Pour sparkling champagne into a glass, until it is half full, when the glass will lose its power of ringing by a stroke upon its edge, and will emit only a disagreeable and puffy sound. Nor will a glass ring while the wine is brisk, and filled with air-bubbles; but as the effervescence subsides, the sound will become clearer and clearer, and when the air-bubbles have entirely disappeared, the glass will ring as usual. If a crumb of bread be thrown into the champagne, and effervescence be reproduced, the glass will again cease to ring.
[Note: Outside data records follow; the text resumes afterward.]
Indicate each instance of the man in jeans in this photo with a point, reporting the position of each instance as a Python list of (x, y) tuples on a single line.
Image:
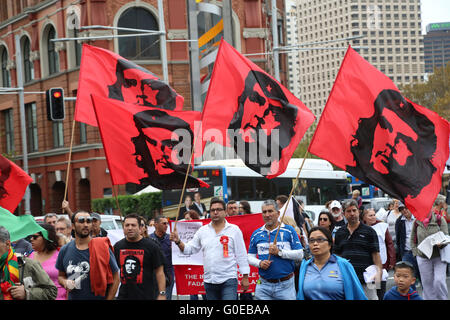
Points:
[(358, 243), (276, 262), (223, 249)]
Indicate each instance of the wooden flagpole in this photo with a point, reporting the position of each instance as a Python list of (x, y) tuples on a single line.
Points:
[(69, 161), (117, 200), (294, 186)]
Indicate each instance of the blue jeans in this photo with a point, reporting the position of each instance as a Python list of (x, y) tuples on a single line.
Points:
[(284, 290), (222, 291), (408, 256)]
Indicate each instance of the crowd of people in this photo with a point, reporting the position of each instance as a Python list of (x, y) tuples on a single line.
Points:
[(346, 256)]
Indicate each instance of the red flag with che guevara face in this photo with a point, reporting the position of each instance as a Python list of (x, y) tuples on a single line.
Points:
[(370, 130), (248, 110), (106, 74), (146, 145), (13, 183)]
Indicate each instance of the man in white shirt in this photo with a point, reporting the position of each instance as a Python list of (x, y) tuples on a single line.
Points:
[(223, 250)]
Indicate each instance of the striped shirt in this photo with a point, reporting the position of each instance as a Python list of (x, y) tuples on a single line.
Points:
[(357, 247)]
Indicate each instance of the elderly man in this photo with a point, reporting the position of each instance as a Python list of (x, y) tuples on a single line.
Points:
[(358, 243), (276, 262), (22, 278)]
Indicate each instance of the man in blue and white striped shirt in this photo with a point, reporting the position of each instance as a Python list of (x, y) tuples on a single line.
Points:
[(276, 263)]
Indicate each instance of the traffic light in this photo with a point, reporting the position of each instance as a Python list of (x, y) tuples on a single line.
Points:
[(55, 104)]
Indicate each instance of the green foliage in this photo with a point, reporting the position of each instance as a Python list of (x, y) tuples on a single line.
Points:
[(143, 204)]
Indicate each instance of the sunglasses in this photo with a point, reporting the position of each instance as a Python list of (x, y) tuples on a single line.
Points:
[(83, 220), (409, 264)]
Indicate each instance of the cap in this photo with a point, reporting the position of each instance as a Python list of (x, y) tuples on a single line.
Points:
[(95, 215), (335, 204)]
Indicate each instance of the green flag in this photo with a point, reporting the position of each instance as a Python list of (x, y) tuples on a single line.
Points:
[(20, 226)]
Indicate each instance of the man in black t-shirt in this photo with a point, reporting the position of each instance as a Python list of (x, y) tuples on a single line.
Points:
[(141, 262)]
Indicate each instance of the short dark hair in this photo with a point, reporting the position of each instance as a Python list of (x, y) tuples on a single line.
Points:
[(51, 243), (75, 214), (217, 200), (282, 198), (133, 216), (404, 265), (194, 214), (159, 217), (231, 202)]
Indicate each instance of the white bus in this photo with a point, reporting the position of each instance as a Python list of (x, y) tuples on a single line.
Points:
[(231, 180)]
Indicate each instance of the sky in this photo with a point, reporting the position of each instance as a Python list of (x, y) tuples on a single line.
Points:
[(434, 11)]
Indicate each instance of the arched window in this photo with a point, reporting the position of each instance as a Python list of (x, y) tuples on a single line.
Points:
[(52, 55), (6, 80), (28, 68), (138, 48)]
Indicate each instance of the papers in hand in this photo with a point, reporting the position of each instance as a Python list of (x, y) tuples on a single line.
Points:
[(371, 272), (436, 239)]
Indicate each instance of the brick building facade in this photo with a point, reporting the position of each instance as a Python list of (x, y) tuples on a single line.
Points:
[(49, 64)]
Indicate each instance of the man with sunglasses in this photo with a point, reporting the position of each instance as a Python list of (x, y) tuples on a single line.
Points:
[(276, 262), (78, 262), (223, 250)]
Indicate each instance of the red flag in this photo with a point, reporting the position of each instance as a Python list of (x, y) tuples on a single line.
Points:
[(13, 183), (370, 130), (259, 118), (147, 145), (106, 74), (189, 278)]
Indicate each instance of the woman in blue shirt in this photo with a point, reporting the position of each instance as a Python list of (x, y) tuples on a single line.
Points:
[(326, 276)]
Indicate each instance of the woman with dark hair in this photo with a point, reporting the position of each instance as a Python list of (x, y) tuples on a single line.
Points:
[(327, 221), (244, 207), (326, 276), (46, 253)]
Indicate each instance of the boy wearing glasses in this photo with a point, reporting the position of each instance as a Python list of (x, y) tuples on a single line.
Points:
[(79, 260), (404, 278)]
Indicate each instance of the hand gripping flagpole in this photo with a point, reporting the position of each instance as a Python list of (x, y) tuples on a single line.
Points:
[(294, 186), (185, 180)]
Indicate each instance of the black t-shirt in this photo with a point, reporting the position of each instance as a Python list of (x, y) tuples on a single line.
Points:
[(137, 262), (357, 247)]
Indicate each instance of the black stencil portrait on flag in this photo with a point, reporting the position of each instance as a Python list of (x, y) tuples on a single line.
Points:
[(393, 148), (263, 109), (136, 82)]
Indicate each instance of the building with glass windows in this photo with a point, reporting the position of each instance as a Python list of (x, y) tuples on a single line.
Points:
[(437, 46), (390, 33)]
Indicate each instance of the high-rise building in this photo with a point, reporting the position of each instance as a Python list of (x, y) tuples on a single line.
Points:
[(390, 29), (437, 46), (46, 64)]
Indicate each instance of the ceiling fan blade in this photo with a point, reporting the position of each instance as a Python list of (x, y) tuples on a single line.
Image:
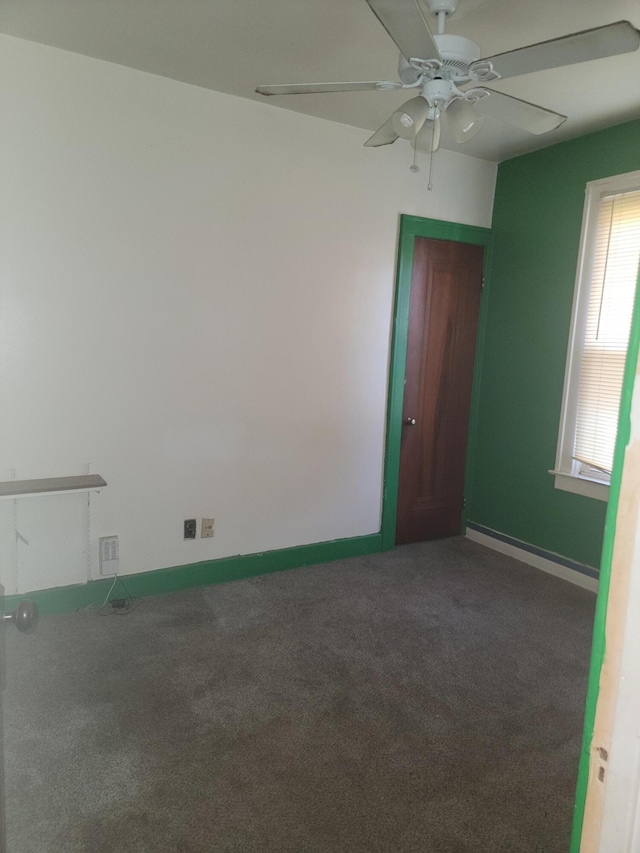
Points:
[(520, 113), (384, 135), (312, 88), (600, 42), (407, 26)]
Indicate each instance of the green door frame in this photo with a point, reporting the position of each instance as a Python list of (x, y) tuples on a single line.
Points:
[(435, 229)]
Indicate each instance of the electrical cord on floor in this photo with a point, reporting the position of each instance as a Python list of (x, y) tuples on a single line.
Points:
[(119, 606)]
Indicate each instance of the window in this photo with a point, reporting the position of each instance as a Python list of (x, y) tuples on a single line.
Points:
[(602, 310)]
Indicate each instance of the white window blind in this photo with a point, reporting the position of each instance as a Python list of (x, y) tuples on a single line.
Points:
[(612, 291)]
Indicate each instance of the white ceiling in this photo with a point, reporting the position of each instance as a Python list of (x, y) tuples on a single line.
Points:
[(233, 45)]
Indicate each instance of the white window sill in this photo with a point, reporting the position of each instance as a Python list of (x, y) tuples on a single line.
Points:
[(581, 485)]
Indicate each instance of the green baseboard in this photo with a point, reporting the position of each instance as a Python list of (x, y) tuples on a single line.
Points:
[(65, 599)]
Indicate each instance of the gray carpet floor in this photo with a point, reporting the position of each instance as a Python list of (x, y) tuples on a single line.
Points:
[(427, 699)]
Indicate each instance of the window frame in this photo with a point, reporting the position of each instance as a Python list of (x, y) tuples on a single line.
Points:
[(567, 475)]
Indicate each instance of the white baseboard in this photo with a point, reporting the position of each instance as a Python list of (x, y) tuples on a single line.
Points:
[(543, 563)]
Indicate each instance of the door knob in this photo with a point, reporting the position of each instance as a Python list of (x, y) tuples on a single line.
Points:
[(24, 617)]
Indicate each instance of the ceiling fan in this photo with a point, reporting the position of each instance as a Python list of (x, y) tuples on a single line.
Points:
[(446, 69)]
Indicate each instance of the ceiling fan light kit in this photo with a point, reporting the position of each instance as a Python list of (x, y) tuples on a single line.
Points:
[(450, 74)]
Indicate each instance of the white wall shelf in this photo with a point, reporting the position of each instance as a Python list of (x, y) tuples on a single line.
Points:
[(51, 486)]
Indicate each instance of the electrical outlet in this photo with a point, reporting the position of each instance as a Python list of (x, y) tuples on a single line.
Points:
[(109, 555)]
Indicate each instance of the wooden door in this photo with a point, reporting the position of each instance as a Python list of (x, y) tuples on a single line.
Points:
[(446, 285)]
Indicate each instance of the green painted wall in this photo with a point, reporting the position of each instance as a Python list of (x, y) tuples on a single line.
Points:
[(536, 224)]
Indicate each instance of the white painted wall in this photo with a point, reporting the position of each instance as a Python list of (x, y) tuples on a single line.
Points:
[(195, 298)]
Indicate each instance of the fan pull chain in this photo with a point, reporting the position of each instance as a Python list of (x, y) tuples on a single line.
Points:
[(415, 167), (433, 133)]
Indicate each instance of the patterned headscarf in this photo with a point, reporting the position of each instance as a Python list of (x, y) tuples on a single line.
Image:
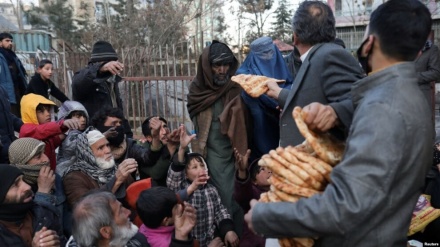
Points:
[(86, 161), (21, 151)]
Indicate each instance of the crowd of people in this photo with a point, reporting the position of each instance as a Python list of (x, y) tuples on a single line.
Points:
[(65, 181)]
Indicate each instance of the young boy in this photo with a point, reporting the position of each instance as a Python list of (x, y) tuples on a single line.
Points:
[(250, 182), (157, 208), (37, 114), (188, 172), (67, 151)]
The same experiment will also succeed with soda water, ginger wine, or any other effervescing liquid.
MUSIC OF THE SNAIL.
Place a garden snail upon a pane of glass, and in drawing itself along, it will frequently produce sounds similar to those of musical glasses.
THE TUNING-FORK A FLUTE PLAYER.
Take a common tuning-fork, and on one of its branches fasten with sealing-wax a circular piece of card, of the size of a small wafer, or sufficient nearly to cover the aperture of a pipe, as the sliding of the upper end of a flute with the mouth stopped: it may be tuned in unison with the loaded tuning-fork (a C fork), by means of the moveable stopper or card, or the fork may be loaded till the unison is perfect. Then set the fork in vibration by a blow on the unloaded branch, and hold the card closely over the mouth of the pipe, as in the engraving, when a note of surprising clearness and strength will be heard. Indeed, a flute may be made to "speak" perfectly well, by holding close to the opening a vibrating tuning-fork, while the fingering proper to the note of the fork is at the same time performed.
MUSICAL BOTTLES.
Provide two glass bottles, and tune them by pouring water into them, so that each corresponds to the sound of a different tuning-fork. Then apply both tuning-forks to the mouth of each bottle alternately, when that sound only will be heard, in each case, which is reciprocated by the unisonant bottle; or, in other words, by that bottle which contains a column of air, susceptible of vibrating in unison with the fork.
THEORY OF WHISPERING.
Apartments of a circular or elliptical form are best calculated for the exhibition of this phenomenon. If a person stand near the wall, with his face turned to it, and whisper a few words, they may be more distinctly heard at nearly the opposite side of the apartment, than if the listener was situated near to the speaker.